L’universo nella curva d’un unghia.
La posizione responsabile di un cercatore, ri-cercatore, ha sempre a che fare con la fiducia nella conoscenza, che non può consistere in un sistema di dogmi e prescrizioni apodittiche, ma invece in un sistema dinamico e multiprospettico dell’interpretazione della cosa delle cose, che si applica alla stessa alle stesse, per la pura volontà (urgenza) di capire e interagire, colpire e rompere (liberare pulire), introiettare e ancor-generare.
Più correttamente, e senza cadere nella petulanza delle contrapposizioni manichee: occorre tendere, contemporaneamente, senza pregiudizio, alla visione generale e a quella particolare, nutrendo ed attrezzando l’una dell’altra, e intrecciando le prospettive, le scale, i pensieri e i metodi, dello spirito, del pensiero, della parola, del lavoro, affila e spalma.
In Democrito, le unità indivisibili di base, gli enti, il qualcosa, il denso (ma anche gli atomi responsabili della conoscenza, ovvero l’anima e il pensiero) si aggregano e si disgregano, in una vibratoria eterna pulsazione produttiva, e i vortici così generati producono mondi, certamente variabili: ecco il divenire, percui.

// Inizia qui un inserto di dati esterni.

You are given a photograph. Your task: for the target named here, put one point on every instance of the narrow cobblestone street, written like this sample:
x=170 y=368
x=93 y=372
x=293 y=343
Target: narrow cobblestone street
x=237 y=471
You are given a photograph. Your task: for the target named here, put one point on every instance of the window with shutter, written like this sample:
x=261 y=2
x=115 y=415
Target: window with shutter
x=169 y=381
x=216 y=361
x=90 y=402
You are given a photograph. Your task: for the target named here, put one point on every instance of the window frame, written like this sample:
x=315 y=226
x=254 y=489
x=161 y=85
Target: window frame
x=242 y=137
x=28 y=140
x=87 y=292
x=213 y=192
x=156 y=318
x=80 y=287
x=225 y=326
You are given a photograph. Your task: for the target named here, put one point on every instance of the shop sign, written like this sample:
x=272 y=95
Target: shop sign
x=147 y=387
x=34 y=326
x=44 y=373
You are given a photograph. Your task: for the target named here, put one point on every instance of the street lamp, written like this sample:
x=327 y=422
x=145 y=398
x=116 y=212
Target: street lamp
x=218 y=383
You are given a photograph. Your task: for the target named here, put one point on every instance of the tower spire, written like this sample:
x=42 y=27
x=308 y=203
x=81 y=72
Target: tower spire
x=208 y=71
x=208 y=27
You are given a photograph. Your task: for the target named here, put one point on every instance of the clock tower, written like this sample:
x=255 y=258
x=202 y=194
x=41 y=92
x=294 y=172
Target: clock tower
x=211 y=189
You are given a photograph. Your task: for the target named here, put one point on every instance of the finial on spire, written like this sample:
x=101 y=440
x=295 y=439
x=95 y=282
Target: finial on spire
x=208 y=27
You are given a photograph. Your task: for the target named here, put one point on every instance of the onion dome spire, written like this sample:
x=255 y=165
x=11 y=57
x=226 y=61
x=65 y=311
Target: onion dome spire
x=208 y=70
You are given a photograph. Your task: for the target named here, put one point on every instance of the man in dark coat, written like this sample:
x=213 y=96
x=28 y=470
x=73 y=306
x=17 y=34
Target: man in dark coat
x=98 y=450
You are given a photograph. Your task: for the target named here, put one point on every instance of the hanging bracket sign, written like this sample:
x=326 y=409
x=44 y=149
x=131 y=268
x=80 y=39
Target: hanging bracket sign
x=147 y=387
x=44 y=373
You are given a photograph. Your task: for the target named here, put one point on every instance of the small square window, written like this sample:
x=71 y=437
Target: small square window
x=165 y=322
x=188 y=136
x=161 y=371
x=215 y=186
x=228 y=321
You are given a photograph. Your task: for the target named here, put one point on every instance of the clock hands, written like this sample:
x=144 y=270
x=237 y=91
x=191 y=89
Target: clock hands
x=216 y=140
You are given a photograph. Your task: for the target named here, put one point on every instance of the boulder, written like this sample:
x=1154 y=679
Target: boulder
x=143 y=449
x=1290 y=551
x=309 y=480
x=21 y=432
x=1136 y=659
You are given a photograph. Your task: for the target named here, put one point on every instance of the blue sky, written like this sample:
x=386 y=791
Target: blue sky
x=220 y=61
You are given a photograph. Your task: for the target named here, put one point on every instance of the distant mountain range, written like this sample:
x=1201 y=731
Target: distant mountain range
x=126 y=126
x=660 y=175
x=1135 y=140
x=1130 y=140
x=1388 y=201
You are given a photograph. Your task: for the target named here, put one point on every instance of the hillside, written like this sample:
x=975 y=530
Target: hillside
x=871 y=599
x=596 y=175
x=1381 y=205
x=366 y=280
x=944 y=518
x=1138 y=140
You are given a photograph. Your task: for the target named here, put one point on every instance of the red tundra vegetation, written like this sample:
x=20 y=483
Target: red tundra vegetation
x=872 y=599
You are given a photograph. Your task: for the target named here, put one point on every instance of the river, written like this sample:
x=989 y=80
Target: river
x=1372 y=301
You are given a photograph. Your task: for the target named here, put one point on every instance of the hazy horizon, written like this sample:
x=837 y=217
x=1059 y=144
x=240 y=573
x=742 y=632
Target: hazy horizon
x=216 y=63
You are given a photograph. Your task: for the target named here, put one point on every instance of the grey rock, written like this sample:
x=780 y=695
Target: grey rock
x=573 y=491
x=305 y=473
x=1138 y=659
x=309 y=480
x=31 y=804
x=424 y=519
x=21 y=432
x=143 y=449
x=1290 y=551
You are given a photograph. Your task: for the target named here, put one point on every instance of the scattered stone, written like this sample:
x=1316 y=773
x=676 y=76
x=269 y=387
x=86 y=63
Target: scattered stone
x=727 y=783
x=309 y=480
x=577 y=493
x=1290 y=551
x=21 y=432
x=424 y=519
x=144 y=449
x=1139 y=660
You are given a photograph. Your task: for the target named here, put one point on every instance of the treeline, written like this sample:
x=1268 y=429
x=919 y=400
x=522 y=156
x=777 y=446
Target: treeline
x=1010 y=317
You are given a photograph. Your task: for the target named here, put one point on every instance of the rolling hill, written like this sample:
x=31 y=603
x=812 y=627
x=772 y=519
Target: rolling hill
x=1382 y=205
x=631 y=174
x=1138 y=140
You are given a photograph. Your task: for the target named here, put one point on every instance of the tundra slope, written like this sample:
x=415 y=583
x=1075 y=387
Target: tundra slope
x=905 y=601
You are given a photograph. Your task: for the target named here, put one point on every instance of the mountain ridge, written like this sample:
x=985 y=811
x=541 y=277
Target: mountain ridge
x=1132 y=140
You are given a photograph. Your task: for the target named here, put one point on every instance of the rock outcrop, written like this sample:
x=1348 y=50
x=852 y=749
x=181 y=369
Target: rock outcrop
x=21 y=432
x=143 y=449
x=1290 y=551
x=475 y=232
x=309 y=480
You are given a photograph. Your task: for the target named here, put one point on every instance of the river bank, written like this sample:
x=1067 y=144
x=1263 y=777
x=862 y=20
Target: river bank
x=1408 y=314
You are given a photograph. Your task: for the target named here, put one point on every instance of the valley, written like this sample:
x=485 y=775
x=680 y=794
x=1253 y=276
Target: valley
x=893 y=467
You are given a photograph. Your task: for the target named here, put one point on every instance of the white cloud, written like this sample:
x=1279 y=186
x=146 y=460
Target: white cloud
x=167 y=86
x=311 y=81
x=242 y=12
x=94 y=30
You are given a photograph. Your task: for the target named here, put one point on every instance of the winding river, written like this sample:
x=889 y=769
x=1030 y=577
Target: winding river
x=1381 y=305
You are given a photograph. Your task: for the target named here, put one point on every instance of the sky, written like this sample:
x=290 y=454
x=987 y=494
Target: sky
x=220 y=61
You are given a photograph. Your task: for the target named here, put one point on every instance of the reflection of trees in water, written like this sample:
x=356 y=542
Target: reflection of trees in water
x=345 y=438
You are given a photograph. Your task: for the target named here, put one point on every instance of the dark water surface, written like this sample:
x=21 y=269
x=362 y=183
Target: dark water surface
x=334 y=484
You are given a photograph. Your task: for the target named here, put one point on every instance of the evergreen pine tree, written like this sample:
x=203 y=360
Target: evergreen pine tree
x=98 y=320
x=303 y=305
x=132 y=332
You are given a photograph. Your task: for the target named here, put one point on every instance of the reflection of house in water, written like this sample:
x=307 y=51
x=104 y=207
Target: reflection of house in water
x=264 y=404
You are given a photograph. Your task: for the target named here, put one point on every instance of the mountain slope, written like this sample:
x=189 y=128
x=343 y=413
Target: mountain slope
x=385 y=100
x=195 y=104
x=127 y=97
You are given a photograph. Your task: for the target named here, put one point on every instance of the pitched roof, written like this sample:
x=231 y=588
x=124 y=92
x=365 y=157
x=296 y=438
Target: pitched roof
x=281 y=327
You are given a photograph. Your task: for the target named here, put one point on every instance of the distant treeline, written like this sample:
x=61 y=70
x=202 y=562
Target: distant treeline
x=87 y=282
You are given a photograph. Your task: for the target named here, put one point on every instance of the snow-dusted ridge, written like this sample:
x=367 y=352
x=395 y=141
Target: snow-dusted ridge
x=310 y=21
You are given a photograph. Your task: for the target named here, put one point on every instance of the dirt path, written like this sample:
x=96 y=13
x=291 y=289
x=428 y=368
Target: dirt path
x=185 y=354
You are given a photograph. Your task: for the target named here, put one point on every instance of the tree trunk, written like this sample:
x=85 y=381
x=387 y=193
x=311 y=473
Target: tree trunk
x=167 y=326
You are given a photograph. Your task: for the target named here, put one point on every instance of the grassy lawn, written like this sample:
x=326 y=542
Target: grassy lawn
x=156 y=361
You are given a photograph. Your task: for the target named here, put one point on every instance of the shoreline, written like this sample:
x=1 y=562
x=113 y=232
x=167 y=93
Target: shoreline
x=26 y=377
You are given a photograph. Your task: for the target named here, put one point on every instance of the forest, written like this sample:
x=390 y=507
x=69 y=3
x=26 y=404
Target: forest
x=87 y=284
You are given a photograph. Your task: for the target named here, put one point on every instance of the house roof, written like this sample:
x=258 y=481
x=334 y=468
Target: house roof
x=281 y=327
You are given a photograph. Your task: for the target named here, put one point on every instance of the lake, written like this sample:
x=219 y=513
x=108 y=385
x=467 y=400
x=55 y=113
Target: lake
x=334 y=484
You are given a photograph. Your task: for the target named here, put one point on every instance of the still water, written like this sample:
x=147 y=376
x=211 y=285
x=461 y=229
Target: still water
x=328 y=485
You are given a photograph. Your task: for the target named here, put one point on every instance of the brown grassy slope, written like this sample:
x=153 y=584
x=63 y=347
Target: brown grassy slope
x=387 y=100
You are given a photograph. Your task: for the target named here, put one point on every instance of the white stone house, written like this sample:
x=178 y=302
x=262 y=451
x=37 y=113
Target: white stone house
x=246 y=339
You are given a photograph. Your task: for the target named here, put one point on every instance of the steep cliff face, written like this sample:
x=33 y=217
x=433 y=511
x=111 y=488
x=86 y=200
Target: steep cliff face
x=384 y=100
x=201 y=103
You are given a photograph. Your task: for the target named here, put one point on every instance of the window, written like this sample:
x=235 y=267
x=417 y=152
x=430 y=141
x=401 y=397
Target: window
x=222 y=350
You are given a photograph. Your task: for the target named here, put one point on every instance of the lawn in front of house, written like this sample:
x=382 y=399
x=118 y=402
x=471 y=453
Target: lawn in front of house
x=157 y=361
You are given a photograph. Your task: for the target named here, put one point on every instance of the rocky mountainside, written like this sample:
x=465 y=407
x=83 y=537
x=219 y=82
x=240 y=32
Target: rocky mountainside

E il resto? E il testo, che è esso stesso un fremente divenire? (perchè ogni forma di scrittura non copiativa, persino ogni traduzione, come ognuno dovrebbe sapere, è una trasformazione definitiva - che peraltro in tal modo spezza e spodesta ogni frammento di tradizione, rinfocolandone gli aliti primi, quelli di fiamma strutturanti, che nulla hanno a che fare coi successivi regimi stabilizzati e dati, come oggetti, alla greppia).
E il lόgos?
A proposito di Eraclito, Donelli e Marcovich parlano di lampeggiamento libero, nell’articolazione frammentaria ed enigmatica dell’intonazione poetica, che è sostenuta da una vibrazione misteriosa. Nell’oscuro, nello spezzato, nell’incompleto richiamo, nell’orfismo come nei brodi dopaminici, nel kōan, devi cercare nella cellula per trovare distensione: mica il mondo è in ostensione.
Questi elementi, tornando a Democrito, si muoverebbero spontaneamente, in modo deterministico (apò tautomàtou), in un vuoto: e questo è quanto noi qui invece, senza tante né poche pastoie retoriche, non accettiamo.
Gli elementi determinatori della ricerca e della cultura sono elementi responsabili, ovvero deliberati, morali, che mai rinunziano alla valutazione critica, alla fatica epistemologica ed ermeneutica, all’impegno dell’attenzione.
E lo spazio ri-generativo della cultura non è un vuoto, un etere, un’oscurità insensibile/insondabile: è, al contrario, un pieno, un piano, di determinazione, di reazione, di senso, d’idea (che scardina).